Rezension / Stephan Harbort – Das Hannibal Syndrom

Seiten: 352 / Verlag: Piper / Hier Kaufen

Dank Hollywood gilt Hannibal Lecter als Inbegriff des infernalischen Serienmörders. Doch wer sind diese Täter in der Wirklichkeit? Der Kriminalexperte Stephan Harbort hat zahlreiche von ihnen in ihren Hochsicherheitszellen besucht und interviewt, um Motivation, Tathergang und Täterprofil zu erforschen. Er befasste sich mit allen 75 deutschen Serienmördern seit 1945 – eine aufschlussreiche und schockierende Dokumentation, aus der man viel über die Psyche solcher Täter erfährt. (Rückentext)

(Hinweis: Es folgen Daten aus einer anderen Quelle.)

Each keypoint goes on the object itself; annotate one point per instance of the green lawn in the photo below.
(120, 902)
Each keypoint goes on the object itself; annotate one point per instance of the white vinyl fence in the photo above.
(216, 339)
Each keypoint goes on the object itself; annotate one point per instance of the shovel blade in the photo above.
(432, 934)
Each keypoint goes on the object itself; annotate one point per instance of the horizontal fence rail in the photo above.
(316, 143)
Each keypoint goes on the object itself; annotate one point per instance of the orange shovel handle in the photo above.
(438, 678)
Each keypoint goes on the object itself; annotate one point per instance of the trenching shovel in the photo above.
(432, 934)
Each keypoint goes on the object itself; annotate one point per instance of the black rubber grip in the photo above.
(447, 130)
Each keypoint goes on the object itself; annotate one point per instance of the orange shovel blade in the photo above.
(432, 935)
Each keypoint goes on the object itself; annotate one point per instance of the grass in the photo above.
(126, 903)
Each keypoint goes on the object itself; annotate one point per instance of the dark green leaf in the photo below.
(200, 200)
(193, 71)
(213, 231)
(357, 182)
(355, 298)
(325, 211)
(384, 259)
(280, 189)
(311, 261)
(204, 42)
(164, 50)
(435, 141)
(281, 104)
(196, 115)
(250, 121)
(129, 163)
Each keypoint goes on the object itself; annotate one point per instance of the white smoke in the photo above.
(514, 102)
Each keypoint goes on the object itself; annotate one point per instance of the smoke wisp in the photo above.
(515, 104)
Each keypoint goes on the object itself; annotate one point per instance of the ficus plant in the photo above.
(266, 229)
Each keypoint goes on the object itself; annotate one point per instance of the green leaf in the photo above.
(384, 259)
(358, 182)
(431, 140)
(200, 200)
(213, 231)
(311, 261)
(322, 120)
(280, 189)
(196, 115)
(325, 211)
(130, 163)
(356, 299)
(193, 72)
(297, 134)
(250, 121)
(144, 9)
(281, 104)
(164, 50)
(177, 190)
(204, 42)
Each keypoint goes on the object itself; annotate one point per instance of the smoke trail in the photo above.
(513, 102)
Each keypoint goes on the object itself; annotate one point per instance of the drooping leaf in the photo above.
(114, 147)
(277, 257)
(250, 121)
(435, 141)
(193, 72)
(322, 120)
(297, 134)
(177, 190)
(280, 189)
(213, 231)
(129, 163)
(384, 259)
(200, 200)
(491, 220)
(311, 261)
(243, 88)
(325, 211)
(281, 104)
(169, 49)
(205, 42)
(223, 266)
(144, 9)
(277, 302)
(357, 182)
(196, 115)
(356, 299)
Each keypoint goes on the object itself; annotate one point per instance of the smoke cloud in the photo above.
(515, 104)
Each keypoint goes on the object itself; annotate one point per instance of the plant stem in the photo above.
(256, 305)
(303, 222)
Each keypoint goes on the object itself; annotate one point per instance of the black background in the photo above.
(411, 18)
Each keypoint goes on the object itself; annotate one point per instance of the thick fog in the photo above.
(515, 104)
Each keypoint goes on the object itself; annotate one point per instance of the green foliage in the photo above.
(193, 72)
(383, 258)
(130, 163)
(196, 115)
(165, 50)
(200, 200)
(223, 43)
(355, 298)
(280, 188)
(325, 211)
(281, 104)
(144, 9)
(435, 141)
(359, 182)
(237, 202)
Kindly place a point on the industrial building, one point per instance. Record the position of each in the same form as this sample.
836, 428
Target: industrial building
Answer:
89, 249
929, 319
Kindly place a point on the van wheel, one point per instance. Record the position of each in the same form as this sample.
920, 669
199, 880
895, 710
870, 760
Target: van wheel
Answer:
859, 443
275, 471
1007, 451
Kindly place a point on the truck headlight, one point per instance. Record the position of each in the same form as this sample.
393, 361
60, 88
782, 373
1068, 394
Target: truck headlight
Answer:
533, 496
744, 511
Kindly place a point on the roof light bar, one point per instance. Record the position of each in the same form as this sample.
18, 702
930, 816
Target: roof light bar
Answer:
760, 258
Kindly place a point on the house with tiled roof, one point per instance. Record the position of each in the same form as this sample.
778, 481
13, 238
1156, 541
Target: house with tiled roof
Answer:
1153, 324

Stephan Harbort zeigt in seinem Buch, dass der Serienmörder kein amerikanisches Phänomen ist. Auch in Deuschland gibt es sie. In seinen Fällen beschreibt Harbort Tatvorgänge und Hintergründe, die die Menschen zur Gefahr für die Gesellschaft machten. Dabei beschreibt er die unterschiedlichen Einteilungen der Serienmörder hinsichtlich ihrer Gründe fürs Morden und zeigt Statistiken.

Der Autor traf während seiner Laufbahn als Kriminalexperte und während der Recherchen für dieses Buch zahlreiche Serienmörder. Manche weigerten sich, mit ihm zu reden. Harbort begegnete jenen, mit denen er sprechen durfte, mit gebührendem Respekt. Oft sind sie manipulierend, wie der berühmte Hannibal Lecter aus Harris‘ Romanen. Selbst auf dem Papier schwingt die Bedrohlichkeit der Situationen mit.

So interessant dabei die psychologischen Fakten und Theorien sind, die Harbort präsentiert, erscheint die ständige Entschuldigung der Taten durch die Erlebnisse in der Kindheit doch repetitiv und unzureichend. Seiner Ansicht nach sind kindliche Zurückweisung, ein Hirnfieber und die Beobachtung einer Tierschlachtung unvermeidliche, unumkehrbare Auslöser.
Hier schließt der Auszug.